19:45 How Haskell Gets Delivered: An Overview of the GHC Value Chain / Bryan Richter @ Haskell Foundation

20:30 Free Discussion

21:00 Closing-up

From DevOps Teams to Platform Teams, and what did we solve?

DevOps was never intended to be a role, and certainly not the function of a team. However, many organisations looking to implement DevOps did what they do best: create a function around it and start a team. One can argue, however, that DevOps teams did ultimately have a positive impact. Since Platform Engineering became the latest hype, many teams are being rebranded from “DevOps” to “Platform” with an apparent focus on Developer Experience. With this new buzzword, can we finally figure out what DevOps teams were supposed to do?

Jacob is a pragmatic engineer who enjoys helping teams with all things continuous and cloud.

Key Elements of Disaster Recovery Plan

Disaster recovery (DR) is the process of restoring an organisation’s IT systems and data after a disaster. A disaster can be any event that disrupts business operations, such as a natural disaster, a cyberattack, or a hardware failure. A disaster recovery plan (DRP) is a document that outlines the steps that an organisation will take to recover from a disaster.

A disaster recovery plan is an essential part of any organization’s risk management strategy. By having a DRP in place, an organisation can minimise the financial and operational losses that can result from a disaster.

Rajasekar Mohan, Principal Software Architect, Ekahau
linkedin.com/in/rajasekar-mohan-8076726a
https://cloudsneakpeekbyraj.blogspot.com/p/essentials-of-cloud-architecture-cloud.html

How Haskell Gets Delivered: An Overview of the GHC Value Chain

Like all active programming languages, Haskell continually gets new core features, bug fixes, and performance improvements. But how do these benefits get into the hands of users? I'll explore the GHC value chain, describing the steps involved in making Haskell dreams become a reality.
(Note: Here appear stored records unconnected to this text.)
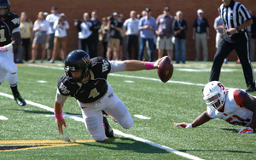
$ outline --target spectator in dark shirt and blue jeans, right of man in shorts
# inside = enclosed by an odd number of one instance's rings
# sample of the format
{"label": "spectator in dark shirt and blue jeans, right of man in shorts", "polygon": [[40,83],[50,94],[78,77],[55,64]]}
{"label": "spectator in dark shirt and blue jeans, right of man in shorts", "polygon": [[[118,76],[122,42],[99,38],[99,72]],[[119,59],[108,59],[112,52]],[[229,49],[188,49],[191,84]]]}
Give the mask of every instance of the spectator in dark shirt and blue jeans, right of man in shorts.
{"label": "spectator in dark shirt and blue jeans, right of man in shorts", "polygon": [[[180,60],[184,64],[186,62],[186,30],[188,29],[186,20],[183,20],[182,11],[176,12],[177,20],[174,21],[174,49],[176,63],[178,64]],[[180,57],[181,54],[181,57]]]}

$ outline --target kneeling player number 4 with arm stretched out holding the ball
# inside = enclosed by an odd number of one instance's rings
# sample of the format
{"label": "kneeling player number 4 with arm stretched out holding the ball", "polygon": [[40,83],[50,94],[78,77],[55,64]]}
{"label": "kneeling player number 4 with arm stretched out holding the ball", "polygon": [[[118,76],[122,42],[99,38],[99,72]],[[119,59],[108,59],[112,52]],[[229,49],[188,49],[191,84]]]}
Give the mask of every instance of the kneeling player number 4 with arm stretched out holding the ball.
{"label": "kneeling player number 4 with arm stretched out holding the ball", "polygon": [[[158,62],[139,60],[108,61],[102,57],[90,59],[83,50],[73,50],[65,60],[65,74],[58,81],[55,96],[55,122],[60,134],[66,126],[62,117],[64,102],[74,97],[81,107],[84,124],[93,140],[103,141],[106,135],[102,125],[102,111],[107,111],[124,129],[131,129],[133,119],[124,103],[114,94],[107,82],[108,73],[139,71],[158,68]],[[113,137],[113,133],[110,134]]]}

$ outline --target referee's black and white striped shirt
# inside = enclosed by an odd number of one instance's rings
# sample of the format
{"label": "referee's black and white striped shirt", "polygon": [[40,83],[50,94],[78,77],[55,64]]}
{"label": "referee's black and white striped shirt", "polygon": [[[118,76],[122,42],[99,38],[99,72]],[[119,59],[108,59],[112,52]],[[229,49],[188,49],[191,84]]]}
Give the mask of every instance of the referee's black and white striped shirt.
{"label": "referee's black and white striped shirt", "polygon": [[[241,26],[244,21],[250,20],[251,15],[249,14],[247,8],[235,1],[231,1],[229,6],[224,6],[224,3],[218,8],[218,13],[224,23],[225,31],[230,28],[236,28]],[[246,29],[241,29],[245,31]]]}

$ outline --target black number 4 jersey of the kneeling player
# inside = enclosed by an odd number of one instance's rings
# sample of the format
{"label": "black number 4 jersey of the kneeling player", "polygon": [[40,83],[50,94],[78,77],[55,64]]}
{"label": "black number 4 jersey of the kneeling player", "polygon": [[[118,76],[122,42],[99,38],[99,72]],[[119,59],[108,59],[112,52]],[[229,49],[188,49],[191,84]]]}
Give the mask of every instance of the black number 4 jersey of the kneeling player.
{"label": "black number 4 jersey of the kneeling player", "polygon": [[58,81],[59,92],[83,103],[91,103],[102,98],[108,91],[110,63],[102,57],[96,57],[90,59],[90,65],[90,80],[87,83],[70,83],[67,75],[63,74]]}

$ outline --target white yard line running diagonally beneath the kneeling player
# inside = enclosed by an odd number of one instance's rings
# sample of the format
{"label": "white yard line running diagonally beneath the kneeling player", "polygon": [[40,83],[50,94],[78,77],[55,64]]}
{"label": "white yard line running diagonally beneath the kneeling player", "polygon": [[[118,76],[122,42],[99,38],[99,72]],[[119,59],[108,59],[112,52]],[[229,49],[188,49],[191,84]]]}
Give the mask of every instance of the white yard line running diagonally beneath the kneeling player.
{"label": "white yard line running diagonally beneath the kneeling player", "polygon": [[[10,95],[10,94],[4,94],[4,93],[0,92],[0,95],[8,97],[10,99],[14,99],[13,95]],[[39,108],[42,108],[44,110],[54,112],[54,108],[51,108],[49,106],[44,106],[44,105],[41,105],[39,103],[32,102],[30,100],[26,100],[26,104],[29,104],[29,105],[32,105],[32,106],[38,106]],[[79,121],[79,122],[84,123],[84,120],[83,120],[82,117],[77,117],[76,115],[71,115],[71,114],[67,114],[67,113],[64,113],[64,112],[63,112],[63,116],[70,117],[70,118],[72,118],[75,121]],[[119,135],[122,135],[122,136],[124,136],[126,138],[131,138],[132,140],[137,140],[137,141],[146,143],[146,144],[148,144],[150,146],[155,146],[157,148],[160,148],[162,150],[166,150],[166,151],[172,152],[172,153],[177,154],[177,155],[182,156],[182,157],[187,157],[187,158],[193,159],[193,160],[201,160],[200,157],[195,157],[193,155],[189,155],[188,153],[184,153],[182,151],[174,150],[174,149],[172,149],[172,148],[170,148],[168,146],[162,146],[160,144],[154,143],[154,142],[149,141],[149,140],[145,140],[145,139],[137,137],[135,135],[125,134],[125,133],[123,133],[123,132],[121,132],[121,131],[119,131],[117,129],[113,129],[113,132],[114,132],[114,134],[119,134]]]}

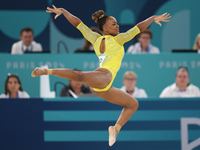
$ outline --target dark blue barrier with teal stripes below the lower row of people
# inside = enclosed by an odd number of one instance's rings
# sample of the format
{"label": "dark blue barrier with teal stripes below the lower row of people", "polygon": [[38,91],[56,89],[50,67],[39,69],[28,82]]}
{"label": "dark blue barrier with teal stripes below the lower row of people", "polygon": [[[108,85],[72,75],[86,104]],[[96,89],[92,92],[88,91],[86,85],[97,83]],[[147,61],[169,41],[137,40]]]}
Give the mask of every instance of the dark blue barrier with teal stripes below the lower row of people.
{"label": "dark blue barrier with teal stripes below the lower row of people", "polygon": [[200,149],[200,98],[138,101],[109,148],[107,128],[121,106],[100,98],[1,99],[0,149]]}

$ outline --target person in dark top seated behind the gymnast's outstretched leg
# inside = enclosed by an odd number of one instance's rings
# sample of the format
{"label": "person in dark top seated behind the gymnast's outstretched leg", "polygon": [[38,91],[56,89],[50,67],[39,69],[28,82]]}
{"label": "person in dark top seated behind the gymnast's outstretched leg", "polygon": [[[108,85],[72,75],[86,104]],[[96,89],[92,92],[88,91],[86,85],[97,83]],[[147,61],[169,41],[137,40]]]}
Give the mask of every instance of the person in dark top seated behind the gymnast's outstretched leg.
{"label": "person in dark top seated behind the gymnast's outstretched leg", "polygon": [[[73,69],[73,70],[81,71],[80,69]],[[91,93],[89,87],[84,86],[80,82],[69,80],[68,86],[65,86],[61,89],[60,97],[76,97],[83,93]]]}

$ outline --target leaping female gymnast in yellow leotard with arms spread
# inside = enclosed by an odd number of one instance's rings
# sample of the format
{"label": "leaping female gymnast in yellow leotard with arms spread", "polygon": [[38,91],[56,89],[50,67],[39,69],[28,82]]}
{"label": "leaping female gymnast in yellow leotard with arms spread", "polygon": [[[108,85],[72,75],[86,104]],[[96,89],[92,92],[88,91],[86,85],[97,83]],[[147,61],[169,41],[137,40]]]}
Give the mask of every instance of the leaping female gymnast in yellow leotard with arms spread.
{"label": "leaping female gymnast in yellow leotard with arms spread", "polygon": [[124,108],[114,126],[108,128],[109,146],[112,146],[117,138],[121,127],[129,120],[138,108],[138,101],[129,94],[120,89],[112,87],[113,80],[120,69],[121,61],[124,56],[123,44],[130,41],[138,33],[145,30],[153,21],[161,26],[160,21],[168,22],[170,14],[165,13],[159,16],[151,16],[148,19],[138,23],[125,33],[119,33],[119,25],[117,20],[104,14],[103,10],[99,10],[92,14],[92,19],[98,24],[99,29],[103,32],[103,36],[90,30],[76,16],[69,13],[63,8],[47,7],[48,13],[55,13],[55,19],[63,14],[66,19],[92,43],[96,55],[99,57],[100,67],[94,71],[80,72],[71,69],[43,69],[36,68],[32,72],[32,77],[41,75],[54,75],[61,78],[67,78],[76,82],[81,82],[92,87],[97,95],[110,103],[121,105]]}

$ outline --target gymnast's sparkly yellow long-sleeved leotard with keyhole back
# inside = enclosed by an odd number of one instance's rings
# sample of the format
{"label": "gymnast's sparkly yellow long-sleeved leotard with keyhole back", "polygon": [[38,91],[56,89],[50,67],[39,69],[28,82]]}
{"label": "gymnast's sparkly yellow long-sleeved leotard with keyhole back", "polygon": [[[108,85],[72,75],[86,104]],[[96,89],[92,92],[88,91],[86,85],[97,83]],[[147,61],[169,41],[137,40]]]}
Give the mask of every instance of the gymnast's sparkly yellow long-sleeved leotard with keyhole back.
{"label": "gymnast's sparkly yellow long-sleeved leotard with keyhole back", "polygon": [[[138,33],[140,33],[140,29],[137,26],[135,26],[127,32],[120,33],[116,36],[102,36],[96,32],[93,32],[83,22],[81,22],[77,26],[77,29],[79,29],[83,36],[93,45],[95,53],[99,58],[99,68],[105,68],[112,73],[112,80],[107,87],[105,87],[104,89],[94,88],[94,90],[97,92],[107,91],[111,87],[115,76],[120,69],[121,62],[124,57],[123,44],[130,41]],[[105,52],[102,54],[100,52],[100,44],[103,38],[105,38]]]}

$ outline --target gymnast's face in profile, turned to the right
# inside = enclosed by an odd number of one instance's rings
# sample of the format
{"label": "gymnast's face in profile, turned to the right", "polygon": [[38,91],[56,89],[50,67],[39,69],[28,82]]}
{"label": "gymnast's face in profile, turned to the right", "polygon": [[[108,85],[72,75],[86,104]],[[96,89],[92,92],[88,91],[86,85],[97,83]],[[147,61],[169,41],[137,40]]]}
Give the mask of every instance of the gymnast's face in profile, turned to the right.
{"label": "gymnast's face in profile, turned to the right", "polygon": [[103,26],[103,31],[105,35],[117,35],[119,34],[119,25],[114,17],[109,17]]}

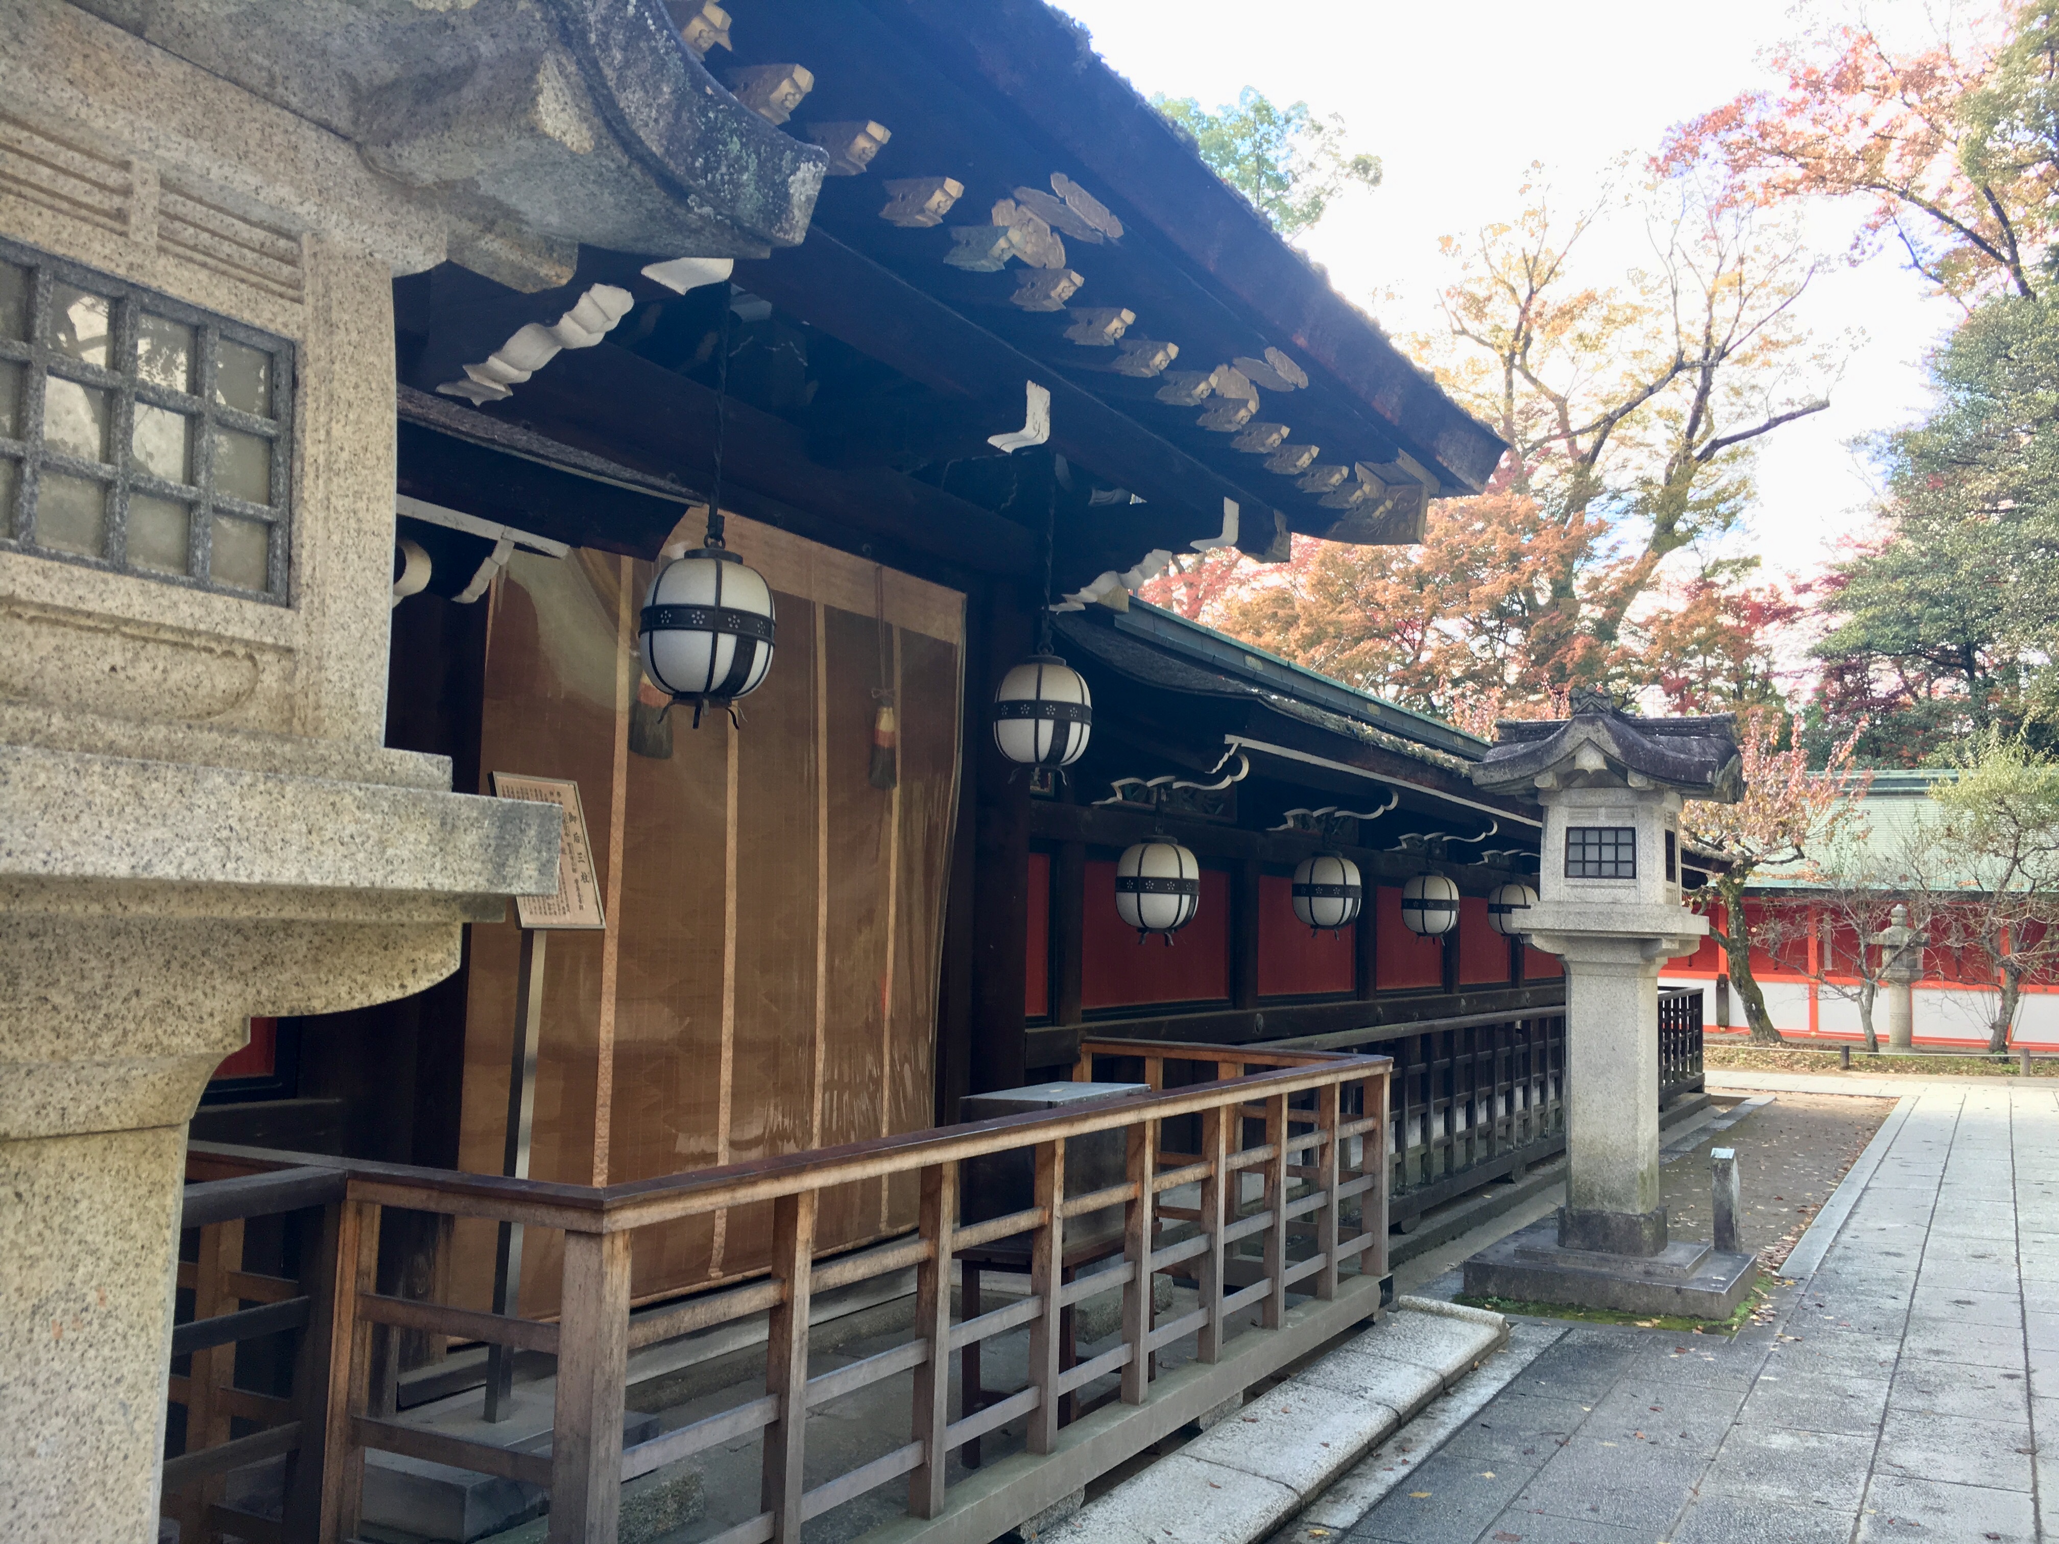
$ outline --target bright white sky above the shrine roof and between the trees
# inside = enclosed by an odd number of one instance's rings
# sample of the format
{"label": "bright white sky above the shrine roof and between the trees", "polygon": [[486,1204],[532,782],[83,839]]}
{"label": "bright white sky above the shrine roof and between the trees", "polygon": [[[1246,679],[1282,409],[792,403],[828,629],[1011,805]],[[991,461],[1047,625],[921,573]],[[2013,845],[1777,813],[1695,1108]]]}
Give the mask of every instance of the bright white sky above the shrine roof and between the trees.
{"label": "bright white sky above the shrine roof and between the trees", "polygon": [[[1215,107],[1250,84],[1281,105],[1340,113],[1351,150],[1382,156],[1386,181],[1338,202],[1303,245],[1390,331],[1435,323],[1447,274],[1437,239],[1513,214],[1532,161],[1546,165],[1571,208],[1614,156],[1641,159],[1668,126],[1779,84],[1760,54],[1800,31],[1787,0],[1728,0],[1717,10],[1651,0],[1561,0],[1542,10],[1534,0],[1058,4],[1147,95]],[[1880,0],[1872,16],[1923,25],[1919,0]],[[1810,218],[1810,235],[1833,257],[1849,233],[1839,210]],[[1641,226],[1622,231],[1596,245],[1596,259],[1631,261],[1641,241]],[[1612,282],[1620,270],[1590,278]],[[1375,303],[1382,290],[1390,303]],[[1806,576],[1868,521],[1870,476],[1847,443],[1923,408],[1919,362],[1958,309],[1927,299],[1923,282],[1884,253],[1818,278],[1800,315],[1824,338],[1861,331],[1863,340],[1830,410],[1763,443],[1760,500],[1740,548],[1758,552],[1771,576]]]}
I'll point out some of the existing pain points and steps I have taken to alleviate them. We'll also see how even though DevOps is usually applied to continuous services, it works equally well delivering software artifacts like a compiler. And maybe Haskell should be considered more of a continuous service, anyway?

Bryan started programming mobile apps on an HP-48 graphing calculator in 1998. Since then, he studied some physics, did some traveling on a bicycle, wrote some web apps, and moved halfway around the world. He has programmed professionally with Haskell since 2014 and focused on DevOps since coming to Finland in 2018. As DevOps Engineer for the Haskell Foundation, his mission has been improving the GHC CI experience for maintainers and contributors.